- Otro bus que pierde el eje trasero y, una vez más, las vidas de los pasajeros
estuvieron en riesgo - Colegas del chofer pretendieron llevarse la unidad antes de que
acudiera la Policía, alegando
que obstaculizaba la vía
Elízabeth Romero [email protected]
Nuevamente, un autobús de pasajeros quedó varado en plena vía pública, al desprendérsele el eje trasero cuando iba en plena marcha. Como resultado, dos usuarias de ese servicio fueron conducidas al Hospital Antonio Lenín Fonseca, con lesiones leves.
El autobús de la ruta 133, que presta servicio del Mercado Oriental a Ciudad Sandino, circulaba por la entrada del Hospital Antonio Lenín Fonseca y en el mismo viajaban unas 30 personas, cuando sufrió el percance, según testigos que se encontraban cerca del lugar.
“Sólo oí el crack, crack; yo dije, ¡se mataron!”, comentó una vecina, mientras se encontraba en las cercanías de donde ocurrió el accidente.
Cuando llegó la Policía al sitio del percance, el conductor del bus placas 210-752, ya no se encontraba presente.
Varias personas, aparentemente buseros, intentaron retirar el vehículo con una grúa, sin la autorización de la Policía Nacional, pero los oficiales que acudieron al lugar lo impidieron.
Ninguno de los presentes se identificó ante la Policía como el chofer del bus.

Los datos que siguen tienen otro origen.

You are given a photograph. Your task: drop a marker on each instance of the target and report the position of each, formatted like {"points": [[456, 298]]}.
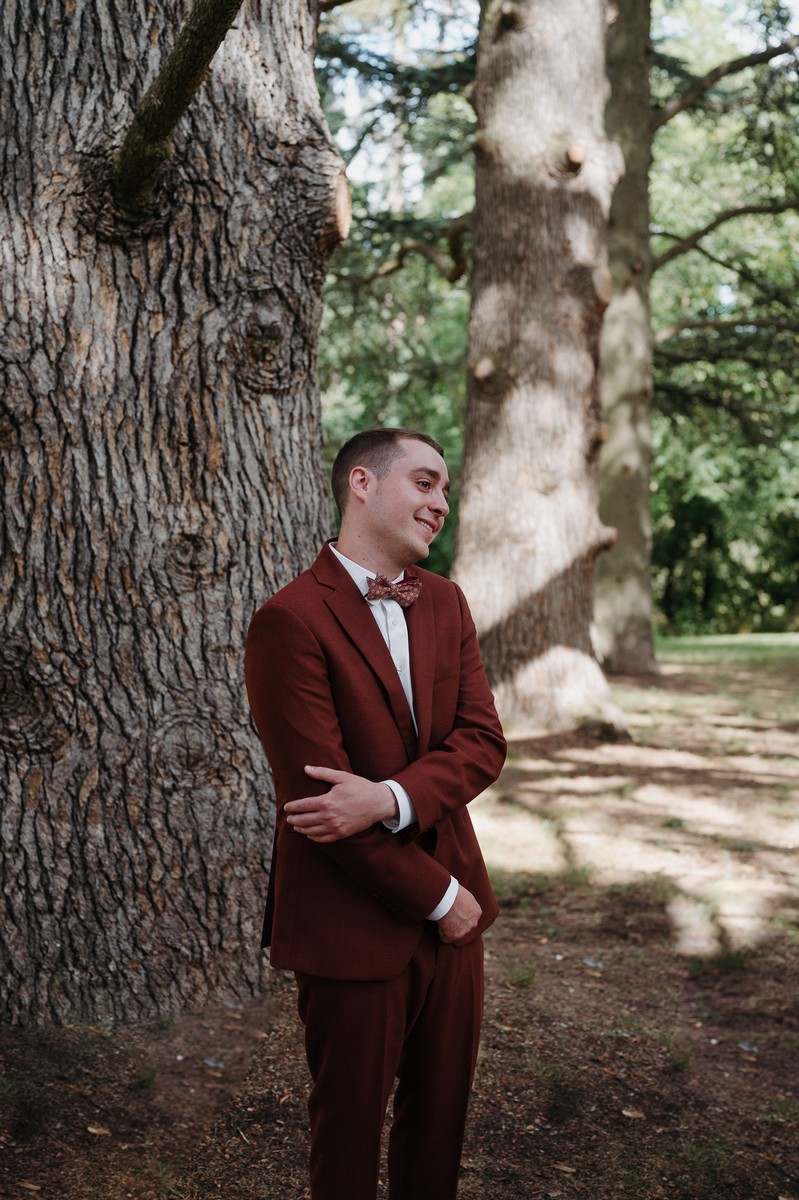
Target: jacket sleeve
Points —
{"points": [[292, 703], [470, 756]]}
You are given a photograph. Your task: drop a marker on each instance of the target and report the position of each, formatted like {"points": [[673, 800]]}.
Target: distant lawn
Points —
{"points": [[770, 649]]}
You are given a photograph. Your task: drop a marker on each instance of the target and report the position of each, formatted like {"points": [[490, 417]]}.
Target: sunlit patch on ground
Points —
{"points": [[704, 799]]}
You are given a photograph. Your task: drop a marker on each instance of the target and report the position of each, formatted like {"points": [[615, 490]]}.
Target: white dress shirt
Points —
{"points": [[391, 622]]}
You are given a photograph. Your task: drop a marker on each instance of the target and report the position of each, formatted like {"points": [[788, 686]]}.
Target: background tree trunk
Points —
{"points": [[528, 520], [161, 449], [623, 600]]}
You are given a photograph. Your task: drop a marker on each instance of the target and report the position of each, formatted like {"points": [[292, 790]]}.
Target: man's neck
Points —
{"points": [[368, 557]]}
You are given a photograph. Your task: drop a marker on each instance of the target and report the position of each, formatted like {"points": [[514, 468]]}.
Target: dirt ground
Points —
{"points": [[642, 1009]]}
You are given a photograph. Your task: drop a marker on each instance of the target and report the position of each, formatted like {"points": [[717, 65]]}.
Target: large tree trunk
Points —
{"points": [[623, 603], [161, 445], [528, 527]]}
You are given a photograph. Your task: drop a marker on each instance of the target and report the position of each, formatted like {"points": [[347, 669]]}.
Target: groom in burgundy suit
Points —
{"points": [[367, 689]]}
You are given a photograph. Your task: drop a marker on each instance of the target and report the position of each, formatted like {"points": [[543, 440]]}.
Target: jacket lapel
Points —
{"points": [[421, 635], [352, 611]]}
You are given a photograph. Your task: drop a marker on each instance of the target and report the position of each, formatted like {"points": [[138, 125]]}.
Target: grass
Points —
{"points": [[738, 649]]}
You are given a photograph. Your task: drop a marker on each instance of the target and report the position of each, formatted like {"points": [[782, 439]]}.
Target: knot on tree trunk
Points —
{"points": [[100, 214], [29, 717]]}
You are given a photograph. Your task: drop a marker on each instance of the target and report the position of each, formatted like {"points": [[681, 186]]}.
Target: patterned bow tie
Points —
{"points": [[406, 592]]}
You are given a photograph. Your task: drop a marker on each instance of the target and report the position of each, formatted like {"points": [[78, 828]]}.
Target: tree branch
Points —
{"points": [[452, 267], [690, 243], [328, 5], [781, 327], [703, 84], [146, 144]]}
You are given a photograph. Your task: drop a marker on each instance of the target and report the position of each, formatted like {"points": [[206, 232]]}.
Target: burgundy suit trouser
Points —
{"points": [[421, 1029]]}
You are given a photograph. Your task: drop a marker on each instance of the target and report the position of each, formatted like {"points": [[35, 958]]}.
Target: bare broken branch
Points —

Al consultar las autoridades dónde se encontraba éste, hubo varias versiones.
“El chofer fue a dejar a un paciente al hospital”, comunicó uno de los presentes a los agentes del orden que acudieron al sitio del percance. Otro dijo que se había ido a la cooperativa a buscar al dueño del autobús.
Esto provocó la reacción de las autoridades, quienes prohibieron que el bus fuese retirado mientras no hubieran efectuado las diligencias necesarias.
El percance ocurrido en la vía hacia la Cuesta del Plomo cuando el bus circulaba de este a oeste, ocasionó por algunos minutos problemas en el tránsito vehicular.
DAÑOS VISIBLES
Según expertos, los ejes traseros del vehículo se desprendieron debido a que ‘los ojos’ de las hojas del resorte se quebraron, hasta perder los dos pines, que es donde van agarrados con los amortiguadores.
La parte trasera del bus se apreciaba notablemente dañada hasta donde llegaron a detenerse las llantas después de desprenderse de la misma.
En la presente semana, otro bus de otra ruta del transporte urbano colectivo sufrió igual percance y las autoridades de Tránsito anunciaron nuevamente que revisarán el estado mecánico de los vehículos que circulan en este sector.